How AI Flaws Accidentally Create Art
We were once promised a future of self-driving cars and robotic maids. Instead, we have been met with one of the great surprises of the modern era: while physical tasks remain difficult for machines, artificial intelligence systems are becoming increasingly adept at mimicking our intellect. They can master complex games, analyze vast amounts of text, and even compose poetry.
Even more perplexing to researchers has been their strange and unexpected knack for creativity.
The Paradox of AI Creativity
Diffusion models, the technology powering popular image generators like DALL·E, Imagen, and Stable Diffusion, are fundamentally designed to create perfect copies of the images in their training data. Yet, in practice, they appear to improvise, blending concepts and elements to create something entirely new and coherent.
This is the paradox that has puzzled experts. Giulio Biroli, an AI researcher and physicist, notes, “If they worked perfectly, they should just memorize. But they don’t—they’re actually able to produce new samples.”
To create images, diffusion models employ a process called denoising. Imagine putting a painting through a shredder until it’s just a pile of dust, and then painstakingly patching the pieces back together. The models do this digitally, converting an image to random pixels (noise) and then reassembling it. For years, the question has been: If the models are just reassembling, how does novelty enter the picture? How can you reassemble a shredded painting and end up with a completely new work of art?
From Imperfection to Innovation
A new paper from two physicists makes a startling claim: the creativity of diffusion models stems directly from the technical imperfections in the denoising process itself. In their research, presented at the International Conference on Machine Learning 2025, they use a mathematical model to show that this creativity isn't random magic but a deterministic and inevitable consequence of the AI's architecture.
This work helps illuminate the black box of AI and could have significant implications for future research. “The real strength of the paper is that it makes very accurate predictions of something very nontrivial,” says Luca Ambrogioni, a computer scientist at Radboud University.
A Lesson from Biology: The Bottom-Up Approach
Mason Kamb, a Stanford University graduate student and the paper's lead author, drew inspiration from morphogenesis—the process by which living things self-assemble. In an embryo, cells organize into limbs and organs by following local rules, responding only to their immediate neighbors. This bottom-up system, sometimes described by a Turing pattern (named for mathematician Alan Turing), has no central CEO or master blueprint. Occasionally, this local process goes awry, resulting in anomalies like hands with extra fingers.

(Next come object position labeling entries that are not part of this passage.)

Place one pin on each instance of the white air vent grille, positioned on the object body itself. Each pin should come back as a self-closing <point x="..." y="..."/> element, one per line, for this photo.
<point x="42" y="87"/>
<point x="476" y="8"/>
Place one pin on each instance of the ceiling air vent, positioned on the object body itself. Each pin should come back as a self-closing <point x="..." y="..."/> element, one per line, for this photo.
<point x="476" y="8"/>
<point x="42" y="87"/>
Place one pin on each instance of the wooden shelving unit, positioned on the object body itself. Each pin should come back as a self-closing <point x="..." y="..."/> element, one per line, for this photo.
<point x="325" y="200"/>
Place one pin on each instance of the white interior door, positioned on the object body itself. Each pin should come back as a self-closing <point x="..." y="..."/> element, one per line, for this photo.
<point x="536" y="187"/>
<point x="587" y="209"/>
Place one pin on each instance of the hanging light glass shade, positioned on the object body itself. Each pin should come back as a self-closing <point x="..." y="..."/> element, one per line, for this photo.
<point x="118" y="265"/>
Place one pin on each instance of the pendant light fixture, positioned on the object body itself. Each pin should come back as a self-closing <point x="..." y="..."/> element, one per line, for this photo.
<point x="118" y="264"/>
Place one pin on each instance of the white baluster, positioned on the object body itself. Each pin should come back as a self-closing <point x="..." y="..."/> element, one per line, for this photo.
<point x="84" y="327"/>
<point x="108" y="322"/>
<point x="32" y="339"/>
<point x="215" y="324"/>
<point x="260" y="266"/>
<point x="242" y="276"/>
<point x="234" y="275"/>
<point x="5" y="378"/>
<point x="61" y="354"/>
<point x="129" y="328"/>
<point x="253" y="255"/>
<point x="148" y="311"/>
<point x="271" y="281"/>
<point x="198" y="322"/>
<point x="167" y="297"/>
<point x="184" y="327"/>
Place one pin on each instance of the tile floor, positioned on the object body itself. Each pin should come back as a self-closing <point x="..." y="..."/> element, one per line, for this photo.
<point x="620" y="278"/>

When Kamb saw early AI-generated images of humans with extra fingers, it reminded him of morphogenesis. “It smelled like a failure you’d expect from a [bottom-up] system,” he said.
Researchers already knew that diffusion models take two key technical shortcuts. First is locality: they only focus on one small “patch” of pixels at a time. Second is translational equivariance: a rule that ensures if an input is shifted, the output shifts in the same way, preserving the image’s structure. These were long seen as mere limitations, not as the source of a higher-order phenomenon like creativity.
Proving the Theory: The ELS Machine
Working in the lab of Stanford physicist Surya Ganguli, Kamb hypothesized that locality and equivariance were the direct causes of creativity. To test this, he and Ganguli built a system to do nothing but optimize for these two principles.
They called their system the equivariant local score (ELS) machine. It is not a trained AI but a set of mathematical equations designed to predict the output of a denoising process based only on the mechanics of locality and equivariance. They fed a series of noisy images to both the ELS machine and several powerful, fully trained diffusion models.
The results, Ganguli said, were “shocking.” The simple ELS machine was able to match the outputs of the complex, trained AI models with an average accuracy of 90 percent—a figure described as “unheard of in machine learning.”
This confirmed Kamb’s hypothesis. The very constraints that forced the models to focus on local patches, without any broader context, are what enabled them to be creative. The extra-fingers phenomenon was a direct side effect of this hyperfixation on local details.
What This Means for Human and Machine Creativity
For the first time, researchers have demonstrated how the creativity of diffusion models can be understood as a predictable, mathematical by-product of their own limitations. While experts agree this is a major piece of the puzzle, it is not the whole story, as it doesn’t explain creativity in other systems like large language models.
Still, the work could offer insights into our own minds. “Human and AI creativity may not be so different,” suggests Benjamin Hoover, a machine learning researcher who studies diffusion models. “We assemble things based on what we experience, what we’ve dreamed, what we’ve seen, heard, or desire. AI is also just assembling the building blocks from what it’s seen and what it’s asked to do.”
According to this view, creativity—both human and artificial—may be fundamentally rooted in an incomplete understanding of the world. It is in the effort of filling those gaps that we sometimes generate something both new and valuable.